Every summer a new set of design trends hits our gardens; from flower beds to water features, exterior design always has something new to offer.
But, while it’s relatively easy to choose new flowers for your flower beds, when it comes to outdoor tiles, the finished flooring is usually intended as something a little more permanent.
It’s perhaps just as well then that the latest trends in exterior tilesare not only varied, with something to offer for every taste, but also edging towards timeless designs that will sit well with the organic growth and flow of your garden, whatever its style.
Features of Outdoor Tiles
For many people thinking about using external tiles, whether it’s patio tiles or a path, there a number of considerations that need to be made about the practicalities and features of the tile you choose.
Firstly, as Steve Halsey manager of Direct Tile Warehouse comments ‘it’s no secret that we get our fair share of rain and cold weather in the UK, so it’s always a good idea to consider finding a garden tile that’s suitable for use in wet environments, and that has certain frost resistant properties.
Generally speaking, porcelain is better at dealing with frosty conditions than ceramic, because the finished tile is often denser and less porous; the less water in the tile the less prone they are to cracking and breaking under icy conditions. What’s more, porcelain is fired at a higher temperature, giving them their characteristic durability and strength.’
In addition to porcelain, slate and quarry tiles are always a good option for outdoor tiles. Not only do they look great, but they have natural frost resistant properties that will keep them robust through the winter months.
It’s also worth thinking about whether anti-slip flooring is required. Many designer tiles achieve an anti-slip finish through textured or matt surfaces that add grip to the tile as a whole.
The Latest Outdoor Tile Trends
It’s important to choose a tile style that goes with the flow of your overall garden. For example, if it’s bright, airy and open, or just exposed to the elements, matt-finish, darker tiles tend to be a better choice; they help to stop too much light reflection, and pick up less dirt.
From rustic floor tiles with an English-cottage feel, to large tile formats that give impressions of open space, the current trends in outdoor floor tiles are extremely diverse and have something to suite everyone’s taste.
Large format porcelain tiles are now available in a wide range of colours and styles, many even with textured or patterned designs that can really spruce up a patio. Today, porcelain finishes are as varied and versatile as ceramic ranges, so when tiling outside there’s no reason you can’t add a splash of colour or make use of a classic pattern when planning a space with larger porcelain slabs.
One look that’s still a popular choice outside, and one that’s proven itself as a staple of British tiling for years, is the use of small quarry tiles, which now come in a variety of shades, from red to black. The finished space has a classic charm that’s low-maintenance and superbly attractive year round.

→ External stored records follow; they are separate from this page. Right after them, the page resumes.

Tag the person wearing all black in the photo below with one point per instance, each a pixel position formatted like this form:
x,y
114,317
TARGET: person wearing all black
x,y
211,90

Slate remains a great option for creating unassuming and enduring designs. With a melange of colour options now available, a variety of slab sizes and great durability, slate is increasingly becoming popular outdoors. What’s more, many distributors now stock a slate effect porcelain tile, offering the same finish with the added versatility of porcelain.
One of the overall favourites of outdoor tile design is use of a rustic, interlocking and modular effect tiles. Not only do these look great once they’re down, but they also tend to have relief finishes that create a rough surface, giving a natural anti-slip effect.
Many designers have begun to favour the modular finish that’s made possible by using a variety of sized tiles, and most stone-look finishes look great when used in this way. One thing that’s important is to make sure you match up the grout colours to retain the integrity of the rustic finish.
Things to Remember
If you opt to use quarry tiles, many of these will need to be sealed before the job’s done. Most of the more expensive ranges come pre-sealed, but always check with your retailer if this is the case, whether you intend to lay them indoors or out. Similarly, although most ranges are, it’s always worth checking if your porcelain tiles are pre-sealed.
With slate things are a little trickier. It’s best to give them a good soak around 5 days before laying, leaving them to dry for at least 3 days (though 5 is best) in an upright position. This removes the residue pigment from the tiles and removes any clinging dirt from the surface.
The adhesive and grouting products you choose are also of importance. Particularly with interlinking and modular effect tiles, it’s a good idea to match your grout with the tile colours. This will help add fluency to the finished design and create a seamless effect that’s right on the trend.
When fixing tiles outside, it’s always a good idea to use a waterproof grout and adhesive, even if your surface is partially covered. What’s more, a flexible adhesive should be used when tiling with slate or porcelain; with the former it ensures proper bonding with the dense tile, and with the latter it will work with the natural flexibility of the stone that is itself subject to movement.
When tiling with strong light or dark colours, always match the tone of your adhesive accordingly. This will avoid a bleed effect over time, and keep your surface looking fresh.